Jameson Havercamp, a psych from a conservative religious colony, has come to Oberon—unique among the Common Worlds—in search of a rare substance called pith. He’s guided through the wilds on his quest by Xander Kinnson, a handsome, cocky skythane with a troubled past.
Neither knows that Oberon is facing imminent destruction. Even as the world starts to fall apart around them, they have no idea what’s coming—or the bond that will develop between them as they race to avert a cataclysm.
Together, they will journey to uncover the secrets of this strange and singular world, even as it takes them beyond the bounds of reality itself to discover what truly binds them.
Author Name: J. Scott Coatsworth
Publisher: Other Worlds Ink
Release Date: Saturday, October 10 2020
Genres: sci fi, wingfic, LGBTQ
LGBTQ+ Identities: gay, lesbian
Tropes: secret royalty, wingfic, portal fiction
Keywords/Categories: sci fi, science fiction, wingfic, aliens, gay, lesbian, trilogy, LGBTQ, portal, secret royalty, sci fi
Jameson held on for dear life as Quince steered her cycle off into the fields on the right side of the road. The bike raced along about five feet above the ground, the leaves of the plants whipping his arms and face as they rushed by. They were riding up the row between two tall stands of what looked like boxcorn, the plants heavy with square ears of the industrial vegetable.
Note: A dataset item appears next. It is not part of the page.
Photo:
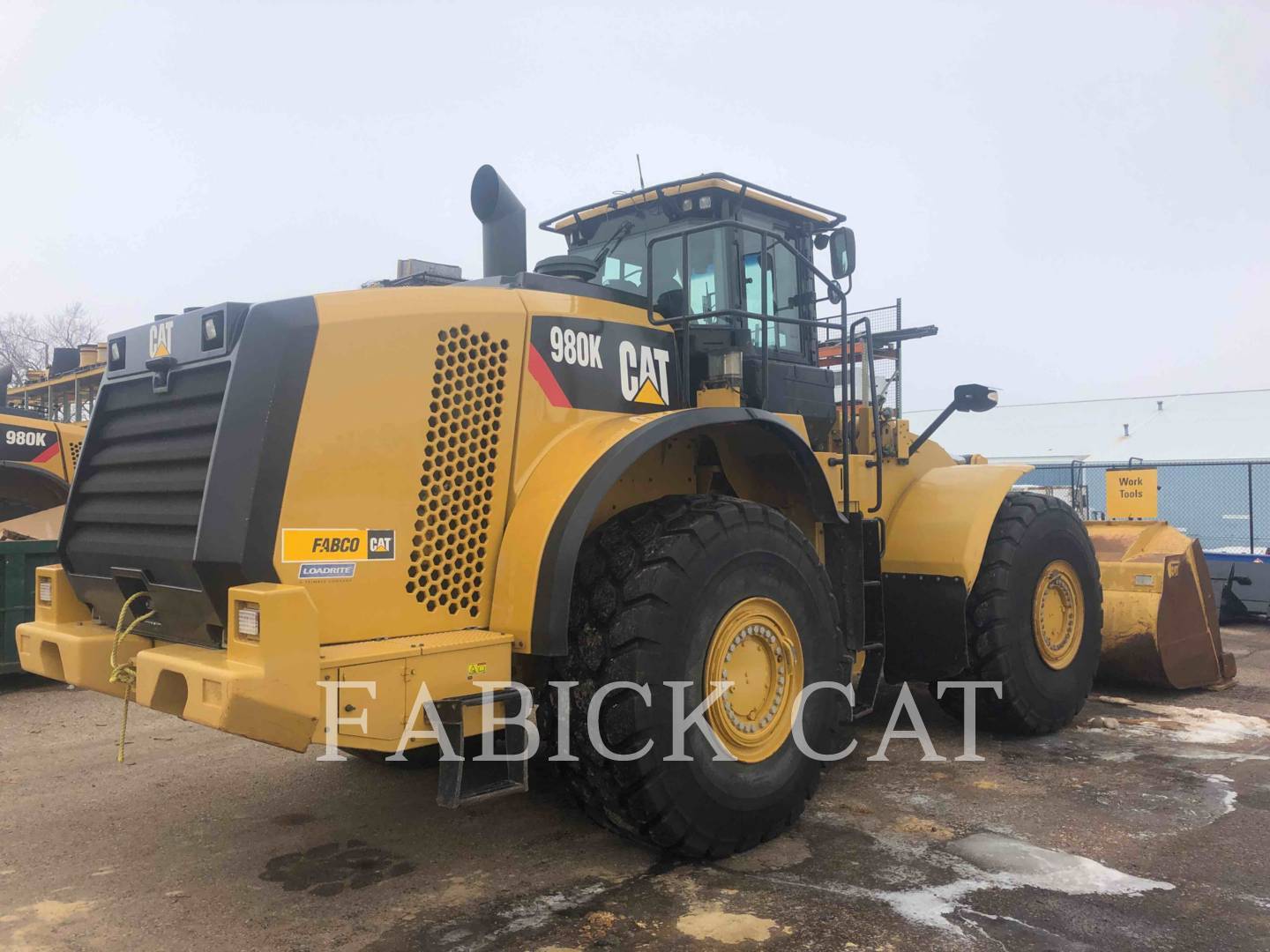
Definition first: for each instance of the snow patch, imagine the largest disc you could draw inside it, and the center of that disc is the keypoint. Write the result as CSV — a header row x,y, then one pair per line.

He glanced back. Xander’s bike zoomed down the open road, racing off in an entirely different direction. “He’s a sitting duck on the road,” he said to Quince, shouting over the sound of the engine and the wind, jabbing his finger in Xander’s general direction. Though why that should bother him was beyond him. The man was a prick.
“He can take care of himself,” Quince shouted back. “Right now I have to worry about your ass.”
He looked down at the ground moving past—they weren’t going too fast yet. He could jump off the bike and run into the field. With any luck, he’d be able to lose himself among the corn plants and maybe find his way back to Oberon City, or maybe flag down the hoversport.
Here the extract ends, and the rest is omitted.